Saanich karate club excited about sport’s inclusion in 2020

Karate will be included as an Olympic sport at the 2020 Games in Tokyo

Kenzen Sports Karate coach Richard Mosdell (left) and Canadian National Team assistant coach Kraig Devlin (right), along with members of the club, are excited for the sport’s newfound recognition as an Olympic sport, set to debut at the Tokyo 2020 Summer Games.

Kenzen Sports Karate coach Richard Mosdell (left) and Canadian National Team assistant coach Kraig Devlin (right), along with members of the club, are excited for the sport’s newfound recognition as an Olympic sport, set to debut at the Tokyo 2020 Summer Games.

The Tokyo 2020 Summer Games are still four years away, but now that karate will be added to the Olympics, members of a Saanich karate club are already practising their high kicks.

Last Wednesday, Kenzen Sports Karate celebrated the unanimous landmark vote by the International Olympic Committee to allow karate and four other sports – baseball and softball, sport climbing, skateboarding and surfing – into the Summer Games.

“It’s a really big deal because karate has never been part of the Olympics before,” said Richard Mosdell, professional karate coach with Kenzen Sports Karate. “Only 13 sports have been added to the Olympics since the Second World War, so it’s very difficult.”

Mosdell, who has been waiting for karate to get into the Summer Games since the 1980s, said the martial art will be the third Olympic sport not based in the western world, after judo and taekwondo. Karate has been eligible for the Olympics for about 30 years, after the World Karate Federation was established and world championships were held every two years.

While Mosdell has been let down before by the vote, he said this year felt like the most likely for the IOC to vote karate into the Olympics.

“The confidence was probably the highest because the host city was really pushing for it,” he said. “The IOC executive membership also approved it, so while the voting members of the IOC don’t have a background in karate, there was also not a threat of karate taking away their revenue or one of their spots in the Olympics, so it was easier for them to vote on.”

Kraig Devlin, an assistant coach with the Canadian National Team, said karate’s newfound recognition as an Olympic sport legitimizes the martial art as a world-class competition. He said Canada has already been getting ready for the Olympics prior to the vote, anticipating its acceptance into Tokyo 2020.

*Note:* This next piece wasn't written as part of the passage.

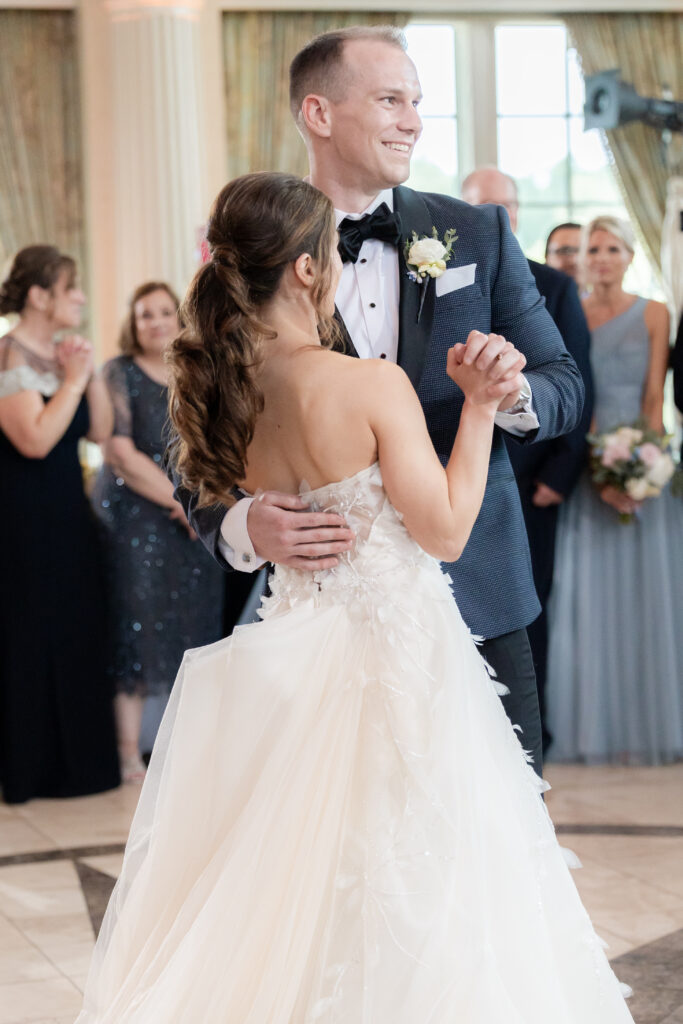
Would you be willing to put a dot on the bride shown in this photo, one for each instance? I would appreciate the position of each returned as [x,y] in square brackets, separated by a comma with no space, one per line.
[339,824]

“We’ve already been planning how to restructure our national system and starting to identify athlete profiles,” said Devlin. “When we’re four years out or eight years out, you have to think very strategically and look for the potential in the athletes, not necessarily the results that they’re posting in the moment.

“Our structure will change within Karate Canada. We don’t have the luxury of a centralized training centre, so until we get a little more of an increase in revenue, it’ll be a more decentralized structure.”

Both Devlin and Mosdell said karate provides an alternative for young kids to train outside of traditional team sports while pursuing the peak of athletic competition.

 

“When people have a dream of going to the Olympics, there’s a pathway – it’s not just a pathway to go for your black belt but to train for the Olympics,” said Mosdell. “For people on the Island that now want to go to the Olympics, this is a good launching pad for them to get there and we’ll help them any way we can.”